From: Vikas Gupta (vicky_gupta1803@xxxxxxxxx)
Date: Wed Feb 21 2001 - 22:15:11 GMT-3

• Next message: Piperw222@xxxxxxx: "bootcamp - switch configuration for lab 8"
• Previous message: perez claude-vincent: "RE: How to config isdn caller callback?"
• Maybe in reply to: Vikas Gupta: "Filter NetBIOS without using LSAP lists"
• Messages sorted by: [ date ] [ thread ] [ subject ] [ author ] [ attachment ]

   
Raymond,

No one responded, but I would actually allow this MAC
address in all my DMAC ACL's otherwise explicit deny
rule will block NetBIOS also. I would ask the proctor
about this and if I don't get any answer, I would
permit it. Anyone would care to comment??

Vikas

--- Raymond Cheung <rcheung@slb.com> wrote:
> Vikas,
> Did you get any answer about this? Please let me
> know.
> I really appreciate it.
> Raymond
>
> -----Original Message-----
> From: nobody@groupstudy.com
> [mailto:nobody@groupstudy.com]On Behalf Of
> Vikas Gupta
> Sent: Tuesday, February 13, 2001 9:59 PM
> To: Fred Ingham; ccielab@groupstudy.com
> Subject: Re: Filter NetBIOS without using LSAP lists
>
>
> Fred,
>
> This brings up another Q to my mind. If I am using
> dmac lists for regular mac address filtering either
> on
> DLSW remote-peer or on interfaces, I should permit
> this address in my MAC ACL's to make sure that I
> don't
> block NetBIOS traffic, since the last line in ACL is
> to deny everything.
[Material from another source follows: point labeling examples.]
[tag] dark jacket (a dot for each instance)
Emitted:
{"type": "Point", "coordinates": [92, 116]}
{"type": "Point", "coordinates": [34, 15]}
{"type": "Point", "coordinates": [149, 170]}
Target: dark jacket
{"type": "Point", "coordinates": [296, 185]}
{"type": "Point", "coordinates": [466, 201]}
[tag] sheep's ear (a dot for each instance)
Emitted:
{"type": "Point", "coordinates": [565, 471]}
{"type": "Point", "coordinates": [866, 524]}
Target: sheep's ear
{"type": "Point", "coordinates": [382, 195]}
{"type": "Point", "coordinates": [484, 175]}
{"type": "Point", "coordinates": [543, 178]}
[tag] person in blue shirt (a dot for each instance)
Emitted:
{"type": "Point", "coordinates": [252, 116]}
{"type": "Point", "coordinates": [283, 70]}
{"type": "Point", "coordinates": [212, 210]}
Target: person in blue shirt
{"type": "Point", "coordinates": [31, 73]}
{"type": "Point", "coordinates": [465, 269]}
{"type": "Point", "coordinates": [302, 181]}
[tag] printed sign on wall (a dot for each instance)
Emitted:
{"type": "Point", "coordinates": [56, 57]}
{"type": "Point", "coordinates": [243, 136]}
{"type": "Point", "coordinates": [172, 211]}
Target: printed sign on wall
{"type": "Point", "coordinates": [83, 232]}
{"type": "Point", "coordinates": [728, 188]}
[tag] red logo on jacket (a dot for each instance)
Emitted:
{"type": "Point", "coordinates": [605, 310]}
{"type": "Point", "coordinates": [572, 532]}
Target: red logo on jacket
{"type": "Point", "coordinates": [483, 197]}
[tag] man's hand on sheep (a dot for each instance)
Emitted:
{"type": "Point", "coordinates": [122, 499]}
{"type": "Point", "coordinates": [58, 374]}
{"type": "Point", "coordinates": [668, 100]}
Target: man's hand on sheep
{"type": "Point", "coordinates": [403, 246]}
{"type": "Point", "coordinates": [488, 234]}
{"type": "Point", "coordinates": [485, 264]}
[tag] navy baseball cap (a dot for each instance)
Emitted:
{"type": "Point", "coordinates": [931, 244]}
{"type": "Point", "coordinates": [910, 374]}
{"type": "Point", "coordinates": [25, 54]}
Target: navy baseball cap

Eg.
>
> R1--------IP Cloud-----------R2
>
> I want to allow hosts on R1 to communicate with only
> one host on R2 with mac address of 1234.5678.9012,
> so
> I would have my MAC acl as
>
> access-list 700 permit 1234.5678.9012 0000.0000.0000
> access-list 700 permit c000.0000.0080 0000.0000.0000
>
> and apply to my remote-peer statement on R1. This
> will
> ensure that my NetBIOS traffic is not blocked. Is
> this
> the right way to do mac acl's?
>
> TIA,
> Vikas
>
> --- Fred Ingham <fningham@worldnet.att.net> wrote:
> > Yes, filtering the NetBIOS multicast address
> > c000.0000.0080 will block
> > all NetBIOS broadcasts and prevent any NetBIOS
> host
> > appearing in reachability cache. But I agree with
> > the other replies
> > that an "icannotreach saps F0" is a better way to
> > go.
> >
> > Fred.
> >
> > Vikas Gupta wrote:
> > >
> > > Hello People,
> > >
> > > Is there a way to filter NetBIOS without using
> > LSAP
> > > lists in DLSW+. I was thinking to use dmac lists
> > which
> > > blocks funtional MAC address i.e c000.0000.0080
> > (pls
> > > correct me if this is wrong) which essentially
> is
> > the
> > > MAC address used to send NetBIOS explorers.
> > >
> > > Comments??
> > >
> > > Vikas
> > >
> > >

• Next message: Piperw222@xxxxxxx: "bootcamp - switch configuration for lab 8"
• Previous message: perez claude-vincent: "RE: How to config isdn caller callback?"
• Maybe in reply to: Vikas Gupta: "Filter NetBIOS without using LSAP lists"
• Messages sorted by: [ date ] [ thread ] [ subject ] [ author ] [ attachment ]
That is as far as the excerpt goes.